Refinement of the technical strategies (e.g., vaccination, surveillance) for measles eradication may also be needed. Although we have achieved a tremendous amount of success with measles prevention and control, outbreaks still occur. In 1997, a measles outbreak in Brazil affected more than 20,000 individuals, primarily young adults. Investigations are ongoing to determine the reasons for the outbreak and what additional prevention strategies may be required for adults.

Despite the importance of measles as a public health problem in the United States and worldwide, it is critical that the global public health community focus on finishing polio eradication before embarking on a more difficult and expensive measles eradication initiative. As we continue our efforts to eradicate polio by the year 2000, we are carefully considering how we can best achieve global measles eradication. The major challenges to measles eradication include: 1) developing the political and financial commitment within countries and regions, and at the global level to strive for measles eradication; 2) developing the technology and logistics to safely deliver measles vaccine in mass vaccination campaigns; 3) building consensus in the clinical and public health communities that the time is right for a measles eradication initiative; and 4) finalizing a timetable for measles eradication that is synchronized with polio eradication activities.

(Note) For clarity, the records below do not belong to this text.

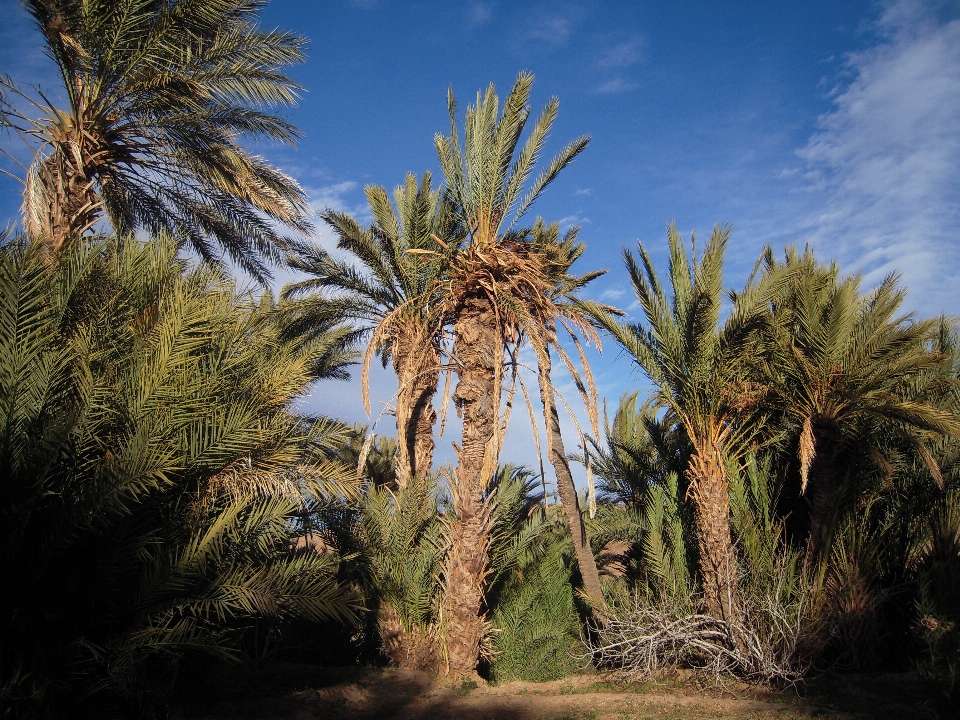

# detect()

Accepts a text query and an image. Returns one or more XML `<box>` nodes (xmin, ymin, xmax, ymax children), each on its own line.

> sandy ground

<box><xmin>182</xmin><ymin>665</ymin><xmax>932</xmax><ymax>720</ymax></box>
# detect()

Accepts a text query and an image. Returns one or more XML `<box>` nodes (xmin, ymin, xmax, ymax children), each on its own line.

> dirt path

<box><xmin>180</xmin><ymin>666</ymin><xmax>928</xmax><ymax>720</ymax></box>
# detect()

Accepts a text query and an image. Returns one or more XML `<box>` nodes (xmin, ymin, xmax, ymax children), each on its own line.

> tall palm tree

<box><xmin>584</xmin><ymin>223</ymin><xmax>764</xmax><ymax>621</ymax></box>
<box><xmin>0</xmin><ymin>0</ymin><xmax>310</xmax><ymax>281</ymax></box>
<box><xmin>526</xmin><ymin>220</ymin><xmax>620</xmax><ymax>609</ymax></box>
<box><xmin>436</xmin><ymin>73</ymin><xmax>589</xmax><ymax>676</ymax></box>
<box><xmin>763</xmin><ymin>248</ymin><xmax>960</xmax><ymax>565</ymax></box>
<box><xmin>283</xmin><ymin>172</ymin><xmax>456</xmax><ymax>488</ymax></box>
<box><xmin>0</xmin><ymin>236</ymin><xmax>361</xmax><ymax>716</ymax></box>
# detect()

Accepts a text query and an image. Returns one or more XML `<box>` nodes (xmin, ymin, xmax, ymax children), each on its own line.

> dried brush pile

<box><xmin>584</xmin><ymin>602</ymin><xmax>807</xmax><ymax>686</ymax></box>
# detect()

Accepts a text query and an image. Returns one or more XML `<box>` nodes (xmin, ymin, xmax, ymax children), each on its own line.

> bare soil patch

<box><xmin>175</xmin><ymin>663</ymin><xmax>933</xmax><ymax>720</ymax></box>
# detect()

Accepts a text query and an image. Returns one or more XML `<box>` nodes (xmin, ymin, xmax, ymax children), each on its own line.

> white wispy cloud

<box><xmin>594</xmin><ymin>76</ymin><xmax>637</xmax><ymax>95</ymax></box>
<box><xmin>528</xmin><ymin>15</ymin><xmax>573</xmax><ymax>46</ymax></box>
<box><xmin>597</xmin><ymin>38</ymin><xmax>644</xmax><ymax>68</ymax></box>
<box><xmin>798</xmin><ymin>0</ymin><xmax>960</xmax><ymax>314</ymax></box>
<box><xmin>467</xmin><ymin>2</ymin><xmax>493</xmax><ymax>27</ymax></box>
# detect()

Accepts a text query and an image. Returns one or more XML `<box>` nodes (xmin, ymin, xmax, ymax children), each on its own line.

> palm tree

<box><xmin>526</xmin><ymin>220</ymin><xmax>620</xmax><ymax>609</ymax></box>
<box><xmin>583</xmin><ymin>223</ymin><xmax>764</xmax><ymax>622</ymax></box>
<box><xmin>436</xmin><ymin>73</ymin><xmax>588</xmax><ymax>676</ymax></box>
<box><xmin>763</xmin><ymin>248</ymin><xmax>960</xmax><ymax>566</ymax></box>
<box><xmin>0</xmin><ymin>232</ymin><xmax>361</xmax><ymax>715</ymax></box>
<box><xmin>0</xmin><ymin>0</ymin><xmax>310</xmax><ymax>281</ymax></box>
<box><xmin>283</xmin><ymin>172</ymin><xmax>456</xmax><ymax>488</ymax></box>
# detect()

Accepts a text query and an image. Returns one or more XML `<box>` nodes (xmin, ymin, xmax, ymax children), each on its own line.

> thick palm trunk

<box><xmin>804</xmin><ymin>416</ymin><xmax>842</xmax><ymax>570</ymax></box>
<box><xmin>394</xmin><ymin>333</ymin><xmax>440</xmax><ymax>488</ymax></box>
<box><xmin>687</xmin><ymin>447</ymin><xmax>740</xmax><ymax>622</ymax></box>
<box><xmin>23</xmin><ymin>146</ymin><xmax>102</xmax><ymax>262</ymax></box>
<box><xmin>443</xmin><ymin>296</ymin><xmax>502</xmax><ymax>677</ymax></box>
<box><xmin>538</xmin><ymin>350</ymin><xmax>606</xmax><ymax>610</ymax></box>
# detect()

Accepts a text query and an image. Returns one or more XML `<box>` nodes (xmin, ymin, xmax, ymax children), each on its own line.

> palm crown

<box><xmin>0</xmin><ymin>0</ymin><xmax>309</xmax><ymax>280</ymax></box>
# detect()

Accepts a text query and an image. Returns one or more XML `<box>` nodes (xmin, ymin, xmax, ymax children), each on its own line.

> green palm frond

<box><xmin>0</xmin><ymin>0</ymin><xmax>311</xmax><ymax>281</ymax></box>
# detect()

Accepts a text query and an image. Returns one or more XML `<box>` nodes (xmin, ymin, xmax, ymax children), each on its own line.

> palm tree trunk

<box><xmin>443</xmin><ymin>296</ymin><xmax>502</xmax><ymax>678</ymax></box>
<box><xmin>687</xmin><ymin>446</ymin><xmax>740</xmax><ymax>622</ymax></box>
<box><xmin>804</xmin><ymin>416</ymin><xmax>842</xmax><ymax>570</ymax></box>
<box><xmin>538</xmin><ymin>349</ymin><xmax>606</xmax><ymax>610</ymax></box>
<box><xmin>394</xmin><ymin>331</ymin><xmax>440</xmax><ymax>488</ymax></box>
<box><xmin>23</xmin><ymin>150</ymin><xmax>102</xmax><ymax>262</ymax></box>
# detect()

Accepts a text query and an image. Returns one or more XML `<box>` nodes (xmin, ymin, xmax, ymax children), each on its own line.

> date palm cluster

<box><xmin>0</xmin><ymin>0</ymin><xmax>960</xmax><ymax>717</ymax></box>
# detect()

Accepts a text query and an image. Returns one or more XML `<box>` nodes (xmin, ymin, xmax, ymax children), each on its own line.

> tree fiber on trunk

<box><xmin>687</xmin><ymin>447</ymin><xmax>740</xmax><ymax>622</ymax></box>
<box><xmin>443</xmin><ymin>295</ymin><xmax>503</xmax><ymax>678</ymax></box>
<box><xmin>393</xmin><ymin>331</ymin><xmax>440</xmax><ymax>488</ymax></box>
<box><xmin>538</xmin><ymin>350</ymin><xmax>606</xmax><ymax>612</ymax></box>
<box><xmin>804</xmin><ymin>415</ymin><xmax>843</xmax><ymax>570</ymax></box>
<box><xmin>23</xmin><ymin>149</ymin><xmax>102</xmax><ymax>262</ymax></box>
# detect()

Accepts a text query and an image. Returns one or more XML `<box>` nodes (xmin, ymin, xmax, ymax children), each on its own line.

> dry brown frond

<box><xmin>800</xmin><ymin>416</ymin><xmax>817</xmax><ymax>493</ymax></box>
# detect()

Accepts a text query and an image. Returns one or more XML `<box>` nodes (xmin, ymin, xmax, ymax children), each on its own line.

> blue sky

<box><xmin>0</xmin><ymin>0</ymin><xmax>960</xmax><ymax>490</ymax></box>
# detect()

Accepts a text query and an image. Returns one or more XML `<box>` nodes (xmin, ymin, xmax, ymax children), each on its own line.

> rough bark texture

<box><xmin>687</xmin><ymin>438</ymin><xmax>740</xmax><ymax>622</ymax></box>
<box><xmin>804</xmin><ymin>415</ymin><xmax>842</xmax><ymax>569</ymax></box>
<box><xmin>393</xmin><ymin>329</ymin><xmax>440</xmax><ymax>488</ymax></box>
<box><xmin>23</xmin><ymin>143</ymin><xmax>102</xmax><ymax>262</ymax></box>
<box><xmin>538</xmin><ymin>352</ymin><xmax>606</xmax><ymax>612</ymax></box>
<box><xmin>443</xmin><ymin>296</ymin><xmax>502</xmax><ymax>678</ymax></box>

The public health, financial and humanitarian benefits of eradication programs offer a compelling rationale for continued U.S. Government support of such initiatives. The smallpox eradication program and the ongoing polio eradication initiative best document that these potential benefits can be realized. However, for polio eradication it should again be stated that "business as usual" will not get the job done. Efforts must be extended to ensure success. While recognizing that appropriate caution is needed, the United States must also be willing to be ambitious and farsighted, even when some questions remain unanswered. Simply stated, the eradication of polio would be a remarkable gift to the children of the 21st Century.